In this article, we are going to cover the five steps you need to take if credit card consolidation is in your plans for the new year. The steps provided will help to ensure that whatever method of credit card consolidation you choose will be effective.

  1. Situation Report = The first thing you need to do is to take a close look at your current financial standing. You can do this by checking your credit scores and reports. Errors are common on credit reports and such incorrect entries could prevent you from getting the help you need for your consolidation. If you do identify an error, dispute the error with the credit reporting agencies. If you have not done so within the past 12 months, you can obtain a free credit report from the three major reporting agencies, TransUnion, Experian, and Equifax, by going to www.annualcreditreport.com. Once you have fixed any errors and have an accurate picture of your financial situation, you will have a better idea of what you need to do and what actions to take next.
  1. Evaluate The Options = There are several methods you can use to consolidate your credit card debt and various factors will determine which is best for you. Before settling on a specific method, you will want to closely look at each one and see if you are able to financially afford it, or if your current credit history limits you.
  • Personal Loans – A personal loan typically has terms of three to five years and only charge simple interest. Using this as your method of consolidating your credit cards is a better option financially as the interest rates attached to consolidation credit cards is usually pretty high. If this is the option you would like to use, make sure you ask about credit requirements. If you want to take advantage of lower interest rates, you are going to need great credit report.
  • Consolidation Credit Cards – You have probably seen one of the many commercials currently being aired on the television that talks about how you can consolidate all of your credit cards onto one single card. While these claims are true, you have to use some caution. Many of the companies that are marketing these cards are only offering the lower interest rates for a specific period of time. If you cannot pay off the total balance before the end of the offering period, you will be stuck with interest rates that are more than likely going to be as high as the original cards you consolidated, to begin with. However, if you have good credit and know you can pay off the balance before the end of the offer period, these types of credit cards are a good option.
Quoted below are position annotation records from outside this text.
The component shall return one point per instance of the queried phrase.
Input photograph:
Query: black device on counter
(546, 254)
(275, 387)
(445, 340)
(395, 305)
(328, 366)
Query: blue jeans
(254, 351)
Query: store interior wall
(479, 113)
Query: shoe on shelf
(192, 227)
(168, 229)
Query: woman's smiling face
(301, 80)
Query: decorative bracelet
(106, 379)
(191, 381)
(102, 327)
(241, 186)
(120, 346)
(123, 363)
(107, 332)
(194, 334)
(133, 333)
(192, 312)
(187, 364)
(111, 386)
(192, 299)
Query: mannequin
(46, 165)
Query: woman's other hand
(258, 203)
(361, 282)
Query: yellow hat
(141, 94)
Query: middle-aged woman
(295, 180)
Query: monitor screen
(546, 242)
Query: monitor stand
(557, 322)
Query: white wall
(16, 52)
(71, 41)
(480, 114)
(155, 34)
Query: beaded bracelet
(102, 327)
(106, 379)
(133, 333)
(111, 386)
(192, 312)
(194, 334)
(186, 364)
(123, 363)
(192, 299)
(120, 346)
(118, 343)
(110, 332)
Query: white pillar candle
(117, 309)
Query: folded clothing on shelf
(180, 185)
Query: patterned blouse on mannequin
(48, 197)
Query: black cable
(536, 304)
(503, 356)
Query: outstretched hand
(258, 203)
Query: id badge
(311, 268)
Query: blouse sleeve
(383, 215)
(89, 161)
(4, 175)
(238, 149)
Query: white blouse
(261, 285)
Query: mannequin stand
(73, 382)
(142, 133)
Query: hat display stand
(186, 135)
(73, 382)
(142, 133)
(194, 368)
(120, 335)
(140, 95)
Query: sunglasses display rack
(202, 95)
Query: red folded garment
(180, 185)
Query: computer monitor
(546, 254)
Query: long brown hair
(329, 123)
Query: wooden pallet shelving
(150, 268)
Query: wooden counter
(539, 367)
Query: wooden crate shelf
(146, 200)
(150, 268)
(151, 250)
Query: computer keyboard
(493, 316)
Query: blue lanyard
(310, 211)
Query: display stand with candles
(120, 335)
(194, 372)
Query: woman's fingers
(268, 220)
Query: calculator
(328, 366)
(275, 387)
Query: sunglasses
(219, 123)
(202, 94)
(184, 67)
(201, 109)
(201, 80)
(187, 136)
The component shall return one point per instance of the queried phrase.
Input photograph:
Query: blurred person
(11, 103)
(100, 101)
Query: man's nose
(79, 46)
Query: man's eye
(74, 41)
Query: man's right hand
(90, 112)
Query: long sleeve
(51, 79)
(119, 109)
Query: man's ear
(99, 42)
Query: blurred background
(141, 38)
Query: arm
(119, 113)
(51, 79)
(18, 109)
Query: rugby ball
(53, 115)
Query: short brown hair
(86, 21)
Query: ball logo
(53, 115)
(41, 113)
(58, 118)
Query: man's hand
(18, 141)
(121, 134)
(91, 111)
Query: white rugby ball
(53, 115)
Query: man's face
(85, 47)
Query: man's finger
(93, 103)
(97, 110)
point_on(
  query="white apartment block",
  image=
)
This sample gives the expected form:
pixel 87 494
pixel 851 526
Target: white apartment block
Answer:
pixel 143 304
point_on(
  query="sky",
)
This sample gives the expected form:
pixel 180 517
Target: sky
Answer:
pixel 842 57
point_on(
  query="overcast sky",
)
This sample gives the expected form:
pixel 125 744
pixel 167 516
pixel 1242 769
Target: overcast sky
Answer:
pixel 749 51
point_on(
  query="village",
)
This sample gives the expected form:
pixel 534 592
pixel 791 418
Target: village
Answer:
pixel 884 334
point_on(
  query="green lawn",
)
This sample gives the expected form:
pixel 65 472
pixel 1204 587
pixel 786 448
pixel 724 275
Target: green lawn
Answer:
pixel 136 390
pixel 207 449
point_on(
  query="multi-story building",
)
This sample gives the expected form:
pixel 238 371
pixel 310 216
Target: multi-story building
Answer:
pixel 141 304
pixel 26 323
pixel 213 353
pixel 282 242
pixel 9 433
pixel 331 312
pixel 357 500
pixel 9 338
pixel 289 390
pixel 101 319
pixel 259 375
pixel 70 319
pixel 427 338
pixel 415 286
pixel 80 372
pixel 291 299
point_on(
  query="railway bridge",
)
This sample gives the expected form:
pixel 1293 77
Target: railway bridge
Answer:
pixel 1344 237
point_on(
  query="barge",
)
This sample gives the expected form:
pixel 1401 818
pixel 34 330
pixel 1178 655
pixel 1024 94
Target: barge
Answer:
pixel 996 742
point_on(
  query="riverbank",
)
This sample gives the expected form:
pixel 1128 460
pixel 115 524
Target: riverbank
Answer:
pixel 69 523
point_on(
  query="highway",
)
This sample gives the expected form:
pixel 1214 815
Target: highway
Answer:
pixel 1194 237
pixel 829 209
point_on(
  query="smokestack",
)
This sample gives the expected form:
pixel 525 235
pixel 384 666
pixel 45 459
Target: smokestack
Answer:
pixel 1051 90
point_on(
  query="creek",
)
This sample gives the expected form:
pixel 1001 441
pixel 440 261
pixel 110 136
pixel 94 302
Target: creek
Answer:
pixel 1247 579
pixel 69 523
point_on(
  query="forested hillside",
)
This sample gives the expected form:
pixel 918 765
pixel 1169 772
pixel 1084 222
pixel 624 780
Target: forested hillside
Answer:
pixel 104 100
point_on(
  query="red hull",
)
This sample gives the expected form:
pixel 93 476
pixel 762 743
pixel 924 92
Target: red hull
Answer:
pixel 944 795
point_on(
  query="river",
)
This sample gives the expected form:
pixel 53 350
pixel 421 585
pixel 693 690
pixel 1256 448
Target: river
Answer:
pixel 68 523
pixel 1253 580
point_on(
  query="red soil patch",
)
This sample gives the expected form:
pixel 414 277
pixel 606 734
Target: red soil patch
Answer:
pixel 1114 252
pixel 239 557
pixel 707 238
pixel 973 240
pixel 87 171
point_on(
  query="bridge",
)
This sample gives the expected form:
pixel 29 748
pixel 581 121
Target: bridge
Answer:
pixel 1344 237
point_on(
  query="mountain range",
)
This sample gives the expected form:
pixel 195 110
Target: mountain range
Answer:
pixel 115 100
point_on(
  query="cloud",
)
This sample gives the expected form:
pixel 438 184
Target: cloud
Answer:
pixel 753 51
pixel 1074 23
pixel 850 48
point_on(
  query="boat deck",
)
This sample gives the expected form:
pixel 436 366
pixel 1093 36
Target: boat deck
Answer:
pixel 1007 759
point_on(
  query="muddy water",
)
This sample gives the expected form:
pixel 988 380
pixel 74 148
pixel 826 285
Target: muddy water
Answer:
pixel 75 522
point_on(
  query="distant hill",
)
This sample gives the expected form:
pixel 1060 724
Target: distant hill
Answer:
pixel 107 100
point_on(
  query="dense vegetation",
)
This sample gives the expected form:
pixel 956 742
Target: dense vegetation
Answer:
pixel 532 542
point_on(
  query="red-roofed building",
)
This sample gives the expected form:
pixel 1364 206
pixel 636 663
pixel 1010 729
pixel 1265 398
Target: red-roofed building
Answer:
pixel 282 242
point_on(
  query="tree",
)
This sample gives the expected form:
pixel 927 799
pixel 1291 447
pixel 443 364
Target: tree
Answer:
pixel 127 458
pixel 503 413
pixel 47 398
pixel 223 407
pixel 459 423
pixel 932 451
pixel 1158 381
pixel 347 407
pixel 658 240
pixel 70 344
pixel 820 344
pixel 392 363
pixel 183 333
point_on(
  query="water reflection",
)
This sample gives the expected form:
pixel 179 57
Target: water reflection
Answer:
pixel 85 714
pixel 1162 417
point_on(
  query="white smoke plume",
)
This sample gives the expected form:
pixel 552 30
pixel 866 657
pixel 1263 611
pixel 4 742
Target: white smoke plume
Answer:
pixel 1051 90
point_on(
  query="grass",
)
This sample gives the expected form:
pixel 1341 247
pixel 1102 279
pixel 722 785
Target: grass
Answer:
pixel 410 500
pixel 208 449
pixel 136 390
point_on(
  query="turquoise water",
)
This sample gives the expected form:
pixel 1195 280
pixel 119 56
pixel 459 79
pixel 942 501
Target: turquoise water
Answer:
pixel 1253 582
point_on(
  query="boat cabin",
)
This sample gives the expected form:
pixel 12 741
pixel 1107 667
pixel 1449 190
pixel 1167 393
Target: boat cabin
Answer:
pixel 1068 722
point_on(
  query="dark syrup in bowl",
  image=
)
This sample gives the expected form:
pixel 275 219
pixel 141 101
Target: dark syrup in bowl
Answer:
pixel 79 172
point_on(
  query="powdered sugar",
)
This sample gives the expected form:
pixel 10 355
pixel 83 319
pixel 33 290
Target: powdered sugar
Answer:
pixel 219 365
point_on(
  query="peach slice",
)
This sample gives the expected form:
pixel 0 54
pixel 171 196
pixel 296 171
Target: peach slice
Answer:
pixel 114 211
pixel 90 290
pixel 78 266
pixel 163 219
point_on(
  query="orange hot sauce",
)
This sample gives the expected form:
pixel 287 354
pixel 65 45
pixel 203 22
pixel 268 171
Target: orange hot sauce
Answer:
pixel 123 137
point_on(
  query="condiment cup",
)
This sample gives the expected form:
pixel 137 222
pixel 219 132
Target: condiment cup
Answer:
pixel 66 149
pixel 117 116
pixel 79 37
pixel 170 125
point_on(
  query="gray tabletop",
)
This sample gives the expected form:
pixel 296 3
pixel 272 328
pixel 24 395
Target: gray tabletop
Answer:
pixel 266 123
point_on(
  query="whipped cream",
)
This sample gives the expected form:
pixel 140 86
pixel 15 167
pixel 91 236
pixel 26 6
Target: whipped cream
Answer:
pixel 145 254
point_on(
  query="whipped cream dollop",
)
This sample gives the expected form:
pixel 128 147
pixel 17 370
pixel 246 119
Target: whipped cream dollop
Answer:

  1. What Additional Costs Will You Face = Once you have decided which plan is better for you, you will now need to figure out what additional fees you will be facing. Whichever option you decide to go with will lead to additional costs. Once you know these additional costs, you will have to take an overall view of your situation and determine if the option you have chosen is financially beneficial.
  • Credit Counseling = Reaching out for help from credit counseling professionals is a great option if you feel that you have severe debt problems or if you are having little to no success on repaying the balances on your credit cards. There are many credit counseling agencies that will help by having you pay them one monthly payment and they will pay your lenders. Participating in such a plan may also lead to the lenders lowering your interest rates. These types of plans usually have a term of three to five years.
  1. Prepare for the Ding = Now that you have selected the option that works best for you, compared additional costs, and have enacted your plan, you will have to be prepared for the possibility of hits, or dings, to your credit score. Why? For starters, you will be opening a new line of credit which causes a hard inquiry regarding your credit report. Next, a new loan or line of credit lowers the average age of your credit history. However, your scores will eventually improve as your balance on the new loan or card lowers.
  1. Remain Determined= Now that you have initiated your plan, make sure you remain determined to eliminate these high debts and make decisions that are more financially sound by avoiding the use of your credit cards or other lines of credit.